Benny Andrews (November 13, 1930 – November 10, 2006) was an American painter, printmaker, creator of collages and educator. He was born November 13, 1930 in Plainview, Georgia and died November 10, 2006.
Andrews was an African American who was one of 10 children of sharecroppers raised in Georgia while it was still segregated. He was the first in his family to graduate from high school. Andrews then went on to serve in the U.S. Air Force.
Afterwards, the G.I. Bill of Rights afforded him training at the School of the Art Institute of Chicago. His first New York solo show was in 1962. From 1968 to 1997, Andrews taught at Queens College, City University of New York and created a prison arts program that became a model for the nation.
In 1969, Andrews co-founded the Black Emergency Cultural Coalition (BECC) an organization that protested the ‘Harlem on my Mind’ exhibit at the Metropolitan Museum of Art in New York. They protested the fact that no African-Americans were involved in organizing the show. The BECC then persuaded the Whitney museum to launch a similar exhibition of African American Artists, but later boycotted that show as well for similar reasons. In 2006, he traveled to the Gulf Coast to work on an art project with children displaced by Hurricane Katrina.

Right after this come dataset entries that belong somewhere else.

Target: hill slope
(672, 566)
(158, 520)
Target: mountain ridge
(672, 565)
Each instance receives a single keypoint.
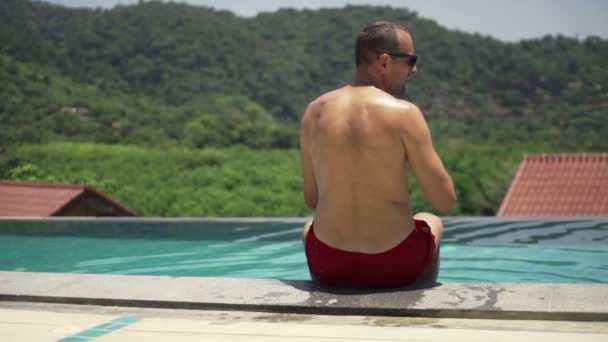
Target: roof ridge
(566, 156)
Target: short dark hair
(377, 38)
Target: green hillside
(173, 79)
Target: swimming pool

He was the director of visual arts for the National Endowment for the Arts from 1982 to 1984.
Benny Andrews was a figural painter in the expressionist style who painted a diverse range of themes of suffering and injustice, including The Holocaust, Native American forced migrations, and most recently, Hurricane Katrina. Other influences on his work include Surrealism and Southern folk art. His work hangs in the Metropolitan Museum of Art and the Art Institute of Chicago, the Studio Museum in Harlem, New York City, the High Museum of Art in Atlanta, Georgia, and the Ogden Museum of Southern Art in New Orleans, Louisiana.
Andrews’ wife of 20 years is artist Nene Humphrey. Andrews has three children. He died of cancer, age 75.